Lahirnya berbagai kritik serta pertanyaan tentang urutan ayat dan surah, kita bisa mengambil hikmah bahwa, dengannya telah menggugah para ulama untuk melahirkan karya-karya guna menjawab kritikan dan pertanyaan tersebut. Seperti al-Khaththabi (319-388) misalnya dalam bukunya Bayān al-I`jāz al-Qurān, bahwa tujuan digabungkannya berbagai persoalan dalam satu surat, agar setiap pembaca dapat memperoleh sekian banyak petunjuk dalam waktu yang sing-kat tanpa membaca seluruh ayat-ayat al-Qurān. Sebagiannya lagi mengatakan bahwa, keanekaragaman persoalan yang dibahas dalam satu surah, sesuai dengan fitrah manusia agar tidak timbul kejenuhan dalam hatinya. Karya yang lain adalah Naẓm al-Durar fī Tanāsub al-Āyah wa al-Suwar, ditulis oleh Ibrahim Ibn `Umar al-Biqa`i. Konon, penyusunan kitab ini membutuhkan waktu selama 14 tahun penuh. Ada lagi imam Jalaluddin as-Sayuthi dalam karyanya Asrar Tartīb al-Qurān dan al-Itqān.

 

Kita bisa mengatakan bahwa, selama 14 abad ini, khazanah intelektual Islam telah diperkaya dengan berbagai macam perspektif dan pendekatan dalam menafsirkan al-Qurān, seperti kecenderungan parsialisme, filologis-gramatikal, dll.
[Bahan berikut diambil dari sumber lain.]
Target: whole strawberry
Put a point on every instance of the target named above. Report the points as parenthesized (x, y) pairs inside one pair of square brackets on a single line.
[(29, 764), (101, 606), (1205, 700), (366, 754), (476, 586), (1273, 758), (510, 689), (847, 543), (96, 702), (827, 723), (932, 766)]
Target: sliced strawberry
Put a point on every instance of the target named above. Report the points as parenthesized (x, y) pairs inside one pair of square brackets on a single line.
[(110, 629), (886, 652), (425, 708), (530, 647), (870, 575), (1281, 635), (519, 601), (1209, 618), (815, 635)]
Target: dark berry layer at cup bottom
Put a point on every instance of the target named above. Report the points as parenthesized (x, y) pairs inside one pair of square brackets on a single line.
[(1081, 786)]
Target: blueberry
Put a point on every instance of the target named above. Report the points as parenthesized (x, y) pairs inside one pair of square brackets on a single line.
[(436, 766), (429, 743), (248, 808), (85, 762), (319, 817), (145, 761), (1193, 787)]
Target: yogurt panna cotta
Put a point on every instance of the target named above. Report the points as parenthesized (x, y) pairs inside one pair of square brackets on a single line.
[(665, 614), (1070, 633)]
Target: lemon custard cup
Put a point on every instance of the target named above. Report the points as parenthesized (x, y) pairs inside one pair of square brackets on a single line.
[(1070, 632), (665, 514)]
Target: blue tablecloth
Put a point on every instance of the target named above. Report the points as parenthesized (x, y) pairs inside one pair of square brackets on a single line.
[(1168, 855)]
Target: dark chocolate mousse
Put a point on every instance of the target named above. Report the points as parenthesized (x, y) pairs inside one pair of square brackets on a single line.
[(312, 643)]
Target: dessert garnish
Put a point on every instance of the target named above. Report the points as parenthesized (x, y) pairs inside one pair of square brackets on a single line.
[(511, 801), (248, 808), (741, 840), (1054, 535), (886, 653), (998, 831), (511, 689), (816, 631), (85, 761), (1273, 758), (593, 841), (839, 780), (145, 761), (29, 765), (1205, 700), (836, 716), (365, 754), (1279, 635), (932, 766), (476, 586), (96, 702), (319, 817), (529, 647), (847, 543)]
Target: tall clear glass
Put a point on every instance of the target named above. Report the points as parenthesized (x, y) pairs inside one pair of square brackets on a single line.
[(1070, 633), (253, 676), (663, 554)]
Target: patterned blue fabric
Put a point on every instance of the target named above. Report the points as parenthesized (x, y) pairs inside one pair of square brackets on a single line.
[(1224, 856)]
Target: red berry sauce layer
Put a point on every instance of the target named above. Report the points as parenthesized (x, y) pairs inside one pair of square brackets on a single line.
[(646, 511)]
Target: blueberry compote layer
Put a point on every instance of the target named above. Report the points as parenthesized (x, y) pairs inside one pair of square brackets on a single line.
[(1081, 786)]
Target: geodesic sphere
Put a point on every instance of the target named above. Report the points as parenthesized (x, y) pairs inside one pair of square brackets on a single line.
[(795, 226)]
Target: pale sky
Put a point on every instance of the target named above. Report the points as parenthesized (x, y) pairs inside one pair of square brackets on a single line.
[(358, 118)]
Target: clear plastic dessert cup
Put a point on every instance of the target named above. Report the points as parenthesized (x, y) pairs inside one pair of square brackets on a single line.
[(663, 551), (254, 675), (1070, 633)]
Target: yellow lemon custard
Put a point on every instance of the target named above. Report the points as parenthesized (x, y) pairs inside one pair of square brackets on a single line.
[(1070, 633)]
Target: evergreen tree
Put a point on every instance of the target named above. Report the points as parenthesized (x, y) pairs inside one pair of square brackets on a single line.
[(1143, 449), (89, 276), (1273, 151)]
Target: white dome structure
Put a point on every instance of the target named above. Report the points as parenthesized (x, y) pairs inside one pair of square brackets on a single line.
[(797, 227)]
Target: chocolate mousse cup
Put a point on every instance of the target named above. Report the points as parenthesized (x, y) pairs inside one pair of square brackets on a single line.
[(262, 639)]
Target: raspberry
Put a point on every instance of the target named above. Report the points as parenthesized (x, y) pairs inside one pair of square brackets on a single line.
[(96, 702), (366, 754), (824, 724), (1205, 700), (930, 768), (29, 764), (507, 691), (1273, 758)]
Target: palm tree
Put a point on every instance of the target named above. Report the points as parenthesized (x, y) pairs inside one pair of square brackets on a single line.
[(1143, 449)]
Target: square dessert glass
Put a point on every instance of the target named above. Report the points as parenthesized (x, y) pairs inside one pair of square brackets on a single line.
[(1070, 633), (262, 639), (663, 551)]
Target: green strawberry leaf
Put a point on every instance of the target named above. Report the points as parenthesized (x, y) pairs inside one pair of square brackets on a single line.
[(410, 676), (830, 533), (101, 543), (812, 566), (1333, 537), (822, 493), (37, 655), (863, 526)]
Pendekatan semacam ini, tentu menghasilkan pemahaman yang sepotong-sepotong, bahkan sering terjadi penafsiran yang semena-mena, menanggalkan ayat dari konteks dan kesejarahan guna membela sudut pandang tertentu.

 

Maka dengan adanya tartib al-Qurān, seseorang tidak lagi terjebak pada parsialisme, melainkan akan melihat sebuah keterkaian yang menyatu, harmonis dan terstruktur secara rapi, antara satu dengan yang lainnya. Demikian pula saat menemukan kandungan-kandungan serta hukum-hukum.